Movers and SHAKERS
Who Is to Blame for the Weak Manufacturing Number and the Market Crash?
(Note: companies that could be impacted by the content of this article are listed at the base of the story [desktop version]. This article uses third-party references to provide a bullish, bearish, and balanced point of view; sources are listed after the Balanced section.)
The stock market declined 800 points or 3% in the first two days of the fourth quarter. The decline follows a report that the ISM US manufacturing purchasing managers’ index declined to the lowest level in ten years. President Trump blamed the Fed for the disappointing numbers pointing to a strong dollar as a reason for decreased exports. Other pundits point to the trade war with China and the uncertainty that has created as the cause for trade issues. Is the market decline due to political issues that could be reversed (bull case), or is it due to more endemic causes that could drag the market down even further (bear case)?
It’s the Trade War, of Course. The cause of decreased exports and faltering confidence among managers is simple. Our third-largest trading partner, China, refuses to purchase US products while there are threats of higher tariffs on Chinese imports. Peter Morici of MarketWatch believes the President’s strategy of making threats and then delaying implementation of the threats is not working. A change in strategy would be beneficial for companies and their stock prices.
How Can We Make Investments When We Don’t Know What the Rules Are? The market hates uncertainty and there has been plenty of uncertainty recently. It should come as no surprise that purchasing managers are being more cautious. A study by University of Chicago’s Steven Davis shows a correlation between the VIX (a measure of stock market volatility) and the percent of newspaper articles about trade policy. The correlation has grown in recent years. It stands to reason then, that a lessoning of trade issues could lead to higher stock prices.

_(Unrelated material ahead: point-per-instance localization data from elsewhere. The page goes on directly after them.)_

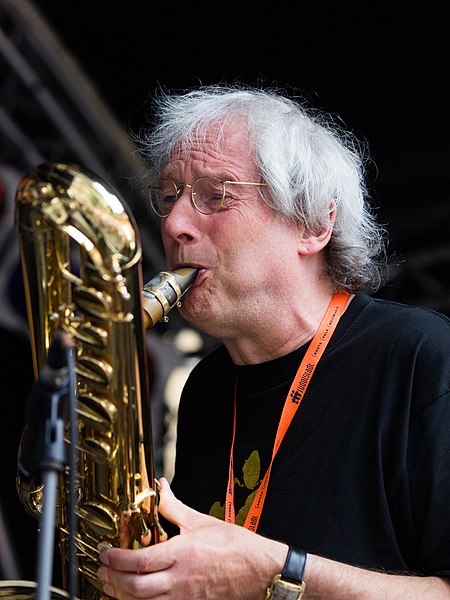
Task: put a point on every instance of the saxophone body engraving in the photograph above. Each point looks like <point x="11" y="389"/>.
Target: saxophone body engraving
<point x="81" y="261"/>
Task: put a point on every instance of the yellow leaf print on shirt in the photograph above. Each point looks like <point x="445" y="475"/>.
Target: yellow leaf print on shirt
<point x="251" y="474"/>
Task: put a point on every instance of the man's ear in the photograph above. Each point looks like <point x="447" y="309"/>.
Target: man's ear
<point x="311" y="242"/>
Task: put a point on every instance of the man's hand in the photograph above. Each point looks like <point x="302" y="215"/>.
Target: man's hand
<point x="209" y="559"/>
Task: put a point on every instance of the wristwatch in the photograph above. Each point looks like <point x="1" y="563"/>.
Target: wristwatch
<point x="289" y="585"/>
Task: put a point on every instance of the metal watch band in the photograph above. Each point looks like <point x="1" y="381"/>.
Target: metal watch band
<point x="289" y="585"/>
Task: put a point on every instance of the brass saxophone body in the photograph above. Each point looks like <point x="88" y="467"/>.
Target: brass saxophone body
<point x="81" y="261"/>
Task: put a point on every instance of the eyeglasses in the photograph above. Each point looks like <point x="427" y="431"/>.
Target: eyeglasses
<point x="208" y="194"/>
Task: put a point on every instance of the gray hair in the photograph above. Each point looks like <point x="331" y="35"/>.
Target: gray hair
<point x="303" y="155"/>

Will the Impeachment Investigation Delay Legislation Implementation? The market downturn seems to be tied to manufacturing data, but it is also coming at a time of increased talk of impeachment. Some analysts, such as Raymond James policy analysts Ed Mills and Chris Meekins, believe impeachment hearings endanger the ratification of the rehashed US-Mexico-Canada trade agreement. The market may even be seeing impeachment talks as increasing the odds that a less pro-business, democratic candidate may win the presidency. If impeachment talks die down, its stands to reason that the market would rebound.

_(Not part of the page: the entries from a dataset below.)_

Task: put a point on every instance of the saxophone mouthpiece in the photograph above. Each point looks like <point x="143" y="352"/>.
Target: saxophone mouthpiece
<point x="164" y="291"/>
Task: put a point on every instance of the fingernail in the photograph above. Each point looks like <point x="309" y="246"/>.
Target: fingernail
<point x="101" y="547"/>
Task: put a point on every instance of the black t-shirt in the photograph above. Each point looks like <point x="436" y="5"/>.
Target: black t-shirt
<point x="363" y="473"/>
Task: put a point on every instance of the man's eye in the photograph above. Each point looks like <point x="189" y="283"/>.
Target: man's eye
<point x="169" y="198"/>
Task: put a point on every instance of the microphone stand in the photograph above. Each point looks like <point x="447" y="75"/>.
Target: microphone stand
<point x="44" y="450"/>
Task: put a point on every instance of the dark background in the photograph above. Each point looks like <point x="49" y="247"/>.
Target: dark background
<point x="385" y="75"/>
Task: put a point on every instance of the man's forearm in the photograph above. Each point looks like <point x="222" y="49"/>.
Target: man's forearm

We’ve Been Down this Road before and Were Fine. This is not the first time in the last two years that the market has dropped sharply only to rebound when there are positive trade negotiation developments. A positive development in the upcoming trade negotiations with China would certainly be seen positively by the market.
The Strong Dollar is Hurting Exports. The US dollar has risen relative to the Euro and most Asian currencies. The strength reflects the fact that the US economy has been stronger than other foreign economies. It also reflects the fact that the Federal Reserve has been raising interest rates while other countries have been pushing rates lower (sometimes into negative territory). Higher interest rates in the US compared to other countries means money flows into the US to capture higher rates, which then means increased demand for the dollar, causing it to rise relative to other currencies. If the strong dollar is the result of stronger domestic economic conditions (and the resulting higher interest rates), the condition is not likely to change any time soon.
The Fed is Reacting to Economic Conditions, Not Trying to Cause Them. The Fed does not intend to grow or shrink the economy for political reasons. Instead, it attempts to influence economic growth in a manner that weighs the benefits of growth against the harms of growing so fast that inflation becomes an issue. In determining policy, it monitors many economic indicators including international economic conditions. It is aware that domestic interest rates are higher than those overseas and believes that is appropriate given current economic condition. As such, it is unlikely to lower rates sharply in response to Presidential requests.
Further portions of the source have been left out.